Run OCR on all the image frames, overlays and overlay frames in one or more DICOM files. Optionally also run a NER algorithm on the text to check for PII. Save the results to CSV format or to a database.
usage: dicom_ocr.py [-v] [-d] [--ocr OCR] [--pii PII]
[--csv filename.csv or "stdout"]
[--db database_dir or "default"] [--review]
[--csv-header/--no-csv-header]
[--rects] [--forms] [--no-overlays]
[--use-ultrasound-regions]
[--except-ultrasound-regions]
files...
-v, --verbose more verbose (show INFO messages)
-d, --debug more verbose (show DEBUG messages)
--ocr OCR OCR using "tesseract" or "easyocr", output to stdout
--pii PII Check OCR output for PII using "spacy" or "flair"
(add ,model if needed)
--use-ultrasound-regions
collect rectangles from Ultrasound region tags
--except-ultrasound-regions
ignore OCR inside rectangles from Ultrasound region tags
--db database_dir output to database in directory, or use "default" for the default directory
--review Ignore database and perform OCR again
--csv file.csv output to CSV filename, or use "stdout" for stdout
--csv-header output CSV header when using --csv
--rects Output each OCR rectangle separately with coordinates
--forms Detect scanned forms and redact the whole image
--no-overlays Do not process any DICOM overlays (default processes overlays)
- OCR options:
easyocr
/tesseract
- PII options:
spacy
/flair
/stanford
/stanza
/ocr_allowlist
- database filename: will be dcmaudit.sqlite
- default directory: $SMI_ROOT/data/dicompixelanon
This program can be run on a CPU but it is much faster with a GPU.
To run on a CPU you should install the CPU version of PyTorch
(for pip
use --extra-index-url https://download.pytorch.org/whl/cpu
).
When run on a GPU it is configured to use a maximum of 40% of available
GPU memory so that two processes can be run in parallel.
Besides (or instead of) using OCR to find text, this program can also use
metadata inside Ultrasound DICOM files that indicate image regions.

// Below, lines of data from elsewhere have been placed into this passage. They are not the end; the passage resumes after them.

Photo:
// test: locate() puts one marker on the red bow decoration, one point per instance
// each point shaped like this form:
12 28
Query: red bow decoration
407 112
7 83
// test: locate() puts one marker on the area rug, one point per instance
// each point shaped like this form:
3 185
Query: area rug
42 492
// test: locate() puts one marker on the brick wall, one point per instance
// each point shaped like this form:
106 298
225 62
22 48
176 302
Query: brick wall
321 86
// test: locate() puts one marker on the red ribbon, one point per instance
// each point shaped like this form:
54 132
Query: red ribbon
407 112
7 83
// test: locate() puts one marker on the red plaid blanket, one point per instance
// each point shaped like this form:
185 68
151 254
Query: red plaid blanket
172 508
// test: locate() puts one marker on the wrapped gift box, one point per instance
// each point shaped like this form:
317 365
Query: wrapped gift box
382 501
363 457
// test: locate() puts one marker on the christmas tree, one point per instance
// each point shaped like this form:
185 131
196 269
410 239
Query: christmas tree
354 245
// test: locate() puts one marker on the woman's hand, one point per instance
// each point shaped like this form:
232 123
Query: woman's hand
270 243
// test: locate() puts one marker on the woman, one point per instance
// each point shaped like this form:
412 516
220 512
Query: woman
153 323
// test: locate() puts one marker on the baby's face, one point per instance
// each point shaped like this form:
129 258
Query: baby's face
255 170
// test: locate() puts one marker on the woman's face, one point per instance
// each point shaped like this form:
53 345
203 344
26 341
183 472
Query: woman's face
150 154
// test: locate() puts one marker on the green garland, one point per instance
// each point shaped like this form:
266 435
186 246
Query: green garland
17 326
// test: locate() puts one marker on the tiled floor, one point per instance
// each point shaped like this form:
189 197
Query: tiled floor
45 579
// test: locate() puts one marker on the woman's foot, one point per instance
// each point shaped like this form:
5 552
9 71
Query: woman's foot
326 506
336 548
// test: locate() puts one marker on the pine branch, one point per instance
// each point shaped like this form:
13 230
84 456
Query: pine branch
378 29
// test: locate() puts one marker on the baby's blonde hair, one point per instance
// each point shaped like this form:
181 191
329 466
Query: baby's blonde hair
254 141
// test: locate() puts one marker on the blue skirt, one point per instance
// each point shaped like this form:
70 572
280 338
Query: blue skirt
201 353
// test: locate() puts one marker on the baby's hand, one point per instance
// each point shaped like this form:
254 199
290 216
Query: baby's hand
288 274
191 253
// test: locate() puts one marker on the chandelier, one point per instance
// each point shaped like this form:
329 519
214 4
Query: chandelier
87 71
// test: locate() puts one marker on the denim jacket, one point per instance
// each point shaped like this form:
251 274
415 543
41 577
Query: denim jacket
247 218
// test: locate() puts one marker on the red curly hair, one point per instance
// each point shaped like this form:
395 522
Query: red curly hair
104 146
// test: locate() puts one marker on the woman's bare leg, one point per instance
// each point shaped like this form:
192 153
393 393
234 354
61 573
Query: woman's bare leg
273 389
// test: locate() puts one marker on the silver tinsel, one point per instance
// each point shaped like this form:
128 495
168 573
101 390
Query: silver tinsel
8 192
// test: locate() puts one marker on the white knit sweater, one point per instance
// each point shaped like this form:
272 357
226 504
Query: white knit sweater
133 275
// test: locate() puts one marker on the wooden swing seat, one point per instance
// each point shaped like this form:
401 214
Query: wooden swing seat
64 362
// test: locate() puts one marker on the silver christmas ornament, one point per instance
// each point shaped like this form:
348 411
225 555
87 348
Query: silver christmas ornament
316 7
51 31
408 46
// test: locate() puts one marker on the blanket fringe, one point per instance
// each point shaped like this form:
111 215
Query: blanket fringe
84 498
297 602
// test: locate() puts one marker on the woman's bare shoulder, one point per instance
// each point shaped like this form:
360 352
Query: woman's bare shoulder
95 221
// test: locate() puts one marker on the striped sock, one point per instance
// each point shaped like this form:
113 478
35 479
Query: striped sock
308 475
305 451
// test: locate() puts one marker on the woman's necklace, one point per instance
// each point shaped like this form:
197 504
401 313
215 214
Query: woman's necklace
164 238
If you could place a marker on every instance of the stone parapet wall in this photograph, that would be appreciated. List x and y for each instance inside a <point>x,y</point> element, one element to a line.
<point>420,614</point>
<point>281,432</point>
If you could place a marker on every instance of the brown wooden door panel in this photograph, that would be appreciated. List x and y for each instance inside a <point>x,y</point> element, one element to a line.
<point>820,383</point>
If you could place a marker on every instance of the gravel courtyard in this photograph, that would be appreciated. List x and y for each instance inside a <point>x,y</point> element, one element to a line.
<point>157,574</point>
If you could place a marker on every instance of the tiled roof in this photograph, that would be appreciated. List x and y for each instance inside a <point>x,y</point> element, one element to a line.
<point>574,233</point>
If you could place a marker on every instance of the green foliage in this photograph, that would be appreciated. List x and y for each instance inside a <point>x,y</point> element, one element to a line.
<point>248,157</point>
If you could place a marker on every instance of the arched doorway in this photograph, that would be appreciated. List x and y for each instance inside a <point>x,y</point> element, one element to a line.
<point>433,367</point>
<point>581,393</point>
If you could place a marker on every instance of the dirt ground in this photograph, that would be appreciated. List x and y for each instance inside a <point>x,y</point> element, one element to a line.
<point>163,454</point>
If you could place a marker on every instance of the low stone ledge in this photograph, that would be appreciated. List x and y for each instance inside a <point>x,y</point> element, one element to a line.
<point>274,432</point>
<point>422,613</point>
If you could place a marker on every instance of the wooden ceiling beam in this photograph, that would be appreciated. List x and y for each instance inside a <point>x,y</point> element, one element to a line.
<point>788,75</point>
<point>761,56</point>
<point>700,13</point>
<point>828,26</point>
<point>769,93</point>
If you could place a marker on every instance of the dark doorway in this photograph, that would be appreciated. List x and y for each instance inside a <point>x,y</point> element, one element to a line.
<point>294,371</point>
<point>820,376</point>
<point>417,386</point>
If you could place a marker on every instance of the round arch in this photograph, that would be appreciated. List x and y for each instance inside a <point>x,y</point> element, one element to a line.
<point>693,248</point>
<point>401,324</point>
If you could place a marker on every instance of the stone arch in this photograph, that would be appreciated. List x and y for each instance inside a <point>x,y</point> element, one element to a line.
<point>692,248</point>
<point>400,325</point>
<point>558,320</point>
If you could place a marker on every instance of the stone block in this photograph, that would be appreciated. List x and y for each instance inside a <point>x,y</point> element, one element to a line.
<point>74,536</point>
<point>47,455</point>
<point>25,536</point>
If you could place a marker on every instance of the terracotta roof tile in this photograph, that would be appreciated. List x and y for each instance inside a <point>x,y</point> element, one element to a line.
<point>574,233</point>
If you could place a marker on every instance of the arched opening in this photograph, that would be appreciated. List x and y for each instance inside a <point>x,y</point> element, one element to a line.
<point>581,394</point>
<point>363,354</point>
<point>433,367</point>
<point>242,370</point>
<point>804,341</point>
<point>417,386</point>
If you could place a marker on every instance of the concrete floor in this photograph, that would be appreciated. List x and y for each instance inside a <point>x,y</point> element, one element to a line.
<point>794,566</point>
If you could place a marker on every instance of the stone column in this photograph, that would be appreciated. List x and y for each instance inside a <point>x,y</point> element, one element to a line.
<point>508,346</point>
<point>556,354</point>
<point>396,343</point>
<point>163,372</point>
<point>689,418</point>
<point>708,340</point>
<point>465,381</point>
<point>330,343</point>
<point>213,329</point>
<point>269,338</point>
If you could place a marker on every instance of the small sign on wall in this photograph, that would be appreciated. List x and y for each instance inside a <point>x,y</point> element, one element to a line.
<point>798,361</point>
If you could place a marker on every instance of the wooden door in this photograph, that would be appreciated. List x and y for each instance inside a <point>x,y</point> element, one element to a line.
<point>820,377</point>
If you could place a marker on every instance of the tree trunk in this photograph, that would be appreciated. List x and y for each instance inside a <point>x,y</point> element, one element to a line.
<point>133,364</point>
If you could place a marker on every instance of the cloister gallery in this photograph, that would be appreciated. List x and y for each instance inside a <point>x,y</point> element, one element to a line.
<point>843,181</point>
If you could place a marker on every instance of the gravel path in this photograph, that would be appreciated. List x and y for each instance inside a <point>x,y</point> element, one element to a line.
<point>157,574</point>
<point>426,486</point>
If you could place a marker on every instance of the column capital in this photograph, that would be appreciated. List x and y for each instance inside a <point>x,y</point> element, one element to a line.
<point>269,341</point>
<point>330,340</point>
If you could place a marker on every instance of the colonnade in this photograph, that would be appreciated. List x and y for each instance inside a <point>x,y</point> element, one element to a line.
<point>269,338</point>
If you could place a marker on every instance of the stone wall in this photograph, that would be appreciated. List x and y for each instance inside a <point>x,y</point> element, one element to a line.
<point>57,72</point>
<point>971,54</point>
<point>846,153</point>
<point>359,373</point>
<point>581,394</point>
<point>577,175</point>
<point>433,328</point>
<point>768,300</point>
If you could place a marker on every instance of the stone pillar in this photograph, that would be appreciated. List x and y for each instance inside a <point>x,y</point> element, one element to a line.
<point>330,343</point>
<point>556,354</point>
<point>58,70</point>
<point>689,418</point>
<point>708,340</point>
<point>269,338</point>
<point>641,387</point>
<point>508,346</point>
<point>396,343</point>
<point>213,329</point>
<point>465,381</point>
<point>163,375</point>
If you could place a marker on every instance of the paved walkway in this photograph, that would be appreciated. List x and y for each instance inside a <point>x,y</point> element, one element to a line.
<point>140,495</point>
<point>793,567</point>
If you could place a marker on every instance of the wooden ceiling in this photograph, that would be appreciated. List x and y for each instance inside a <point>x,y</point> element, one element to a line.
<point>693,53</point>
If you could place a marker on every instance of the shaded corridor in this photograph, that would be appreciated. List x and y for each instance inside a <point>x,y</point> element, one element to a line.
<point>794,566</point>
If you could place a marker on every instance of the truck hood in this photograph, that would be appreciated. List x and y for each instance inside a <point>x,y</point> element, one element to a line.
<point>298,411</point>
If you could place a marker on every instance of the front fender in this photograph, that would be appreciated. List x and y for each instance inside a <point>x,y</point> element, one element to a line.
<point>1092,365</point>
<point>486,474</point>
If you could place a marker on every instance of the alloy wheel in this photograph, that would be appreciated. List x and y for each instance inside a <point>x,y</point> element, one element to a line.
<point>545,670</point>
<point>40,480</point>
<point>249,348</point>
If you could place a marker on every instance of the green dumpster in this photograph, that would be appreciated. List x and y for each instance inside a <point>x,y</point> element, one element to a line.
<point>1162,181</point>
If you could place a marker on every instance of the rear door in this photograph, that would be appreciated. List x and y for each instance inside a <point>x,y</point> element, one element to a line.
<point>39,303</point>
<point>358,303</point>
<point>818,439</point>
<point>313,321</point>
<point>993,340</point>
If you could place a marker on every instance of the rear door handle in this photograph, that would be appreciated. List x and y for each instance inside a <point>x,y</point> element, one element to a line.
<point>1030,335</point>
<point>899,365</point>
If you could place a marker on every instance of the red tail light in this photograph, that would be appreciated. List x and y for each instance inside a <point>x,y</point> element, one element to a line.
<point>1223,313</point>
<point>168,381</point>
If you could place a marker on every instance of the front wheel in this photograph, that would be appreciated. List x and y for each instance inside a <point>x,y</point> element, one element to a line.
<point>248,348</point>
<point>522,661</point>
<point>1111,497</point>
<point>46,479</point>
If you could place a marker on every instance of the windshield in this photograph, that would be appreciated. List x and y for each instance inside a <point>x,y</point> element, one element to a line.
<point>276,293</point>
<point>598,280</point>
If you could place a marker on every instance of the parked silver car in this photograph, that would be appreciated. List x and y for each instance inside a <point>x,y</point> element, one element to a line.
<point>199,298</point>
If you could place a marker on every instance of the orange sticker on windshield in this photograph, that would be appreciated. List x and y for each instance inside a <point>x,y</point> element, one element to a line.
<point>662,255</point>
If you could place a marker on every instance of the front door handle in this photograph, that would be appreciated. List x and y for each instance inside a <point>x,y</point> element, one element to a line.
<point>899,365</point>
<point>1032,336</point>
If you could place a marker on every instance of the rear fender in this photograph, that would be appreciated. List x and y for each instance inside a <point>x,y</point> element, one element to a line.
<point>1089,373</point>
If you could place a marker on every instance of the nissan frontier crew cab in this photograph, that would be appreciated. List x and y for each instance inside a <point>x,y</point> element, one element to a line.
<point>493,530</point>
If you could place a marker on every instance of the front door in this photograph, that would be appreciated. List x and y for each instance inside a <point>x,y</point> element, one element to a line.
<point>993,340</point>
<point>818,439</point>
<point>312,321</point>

The tag SequenceOfUltrasoundRegions
contains a set of rectangles defining
the image content so this program can invert those to get a set of rectangles
surrounding the image content. Such rectangles can be treated the same way
as rectangles found using OCR; stored in a database or CSV file for future
redaction. Use the --use-ultrasound-regions
option for this. Text found
using OCR within these regions would normally be added to the output
but this could cause duplicated regions so can be excluded (if totally within
the ultrasound region) with the --except-ultrasound-regions
option.
PII can be detected using one of a number of algorithms; SpaCy and Flair also have several language models to choose from, although none are highly accurate on short text fragments without context. A check for PII will set a flag 0 if no named entities are found and 1 if some are found.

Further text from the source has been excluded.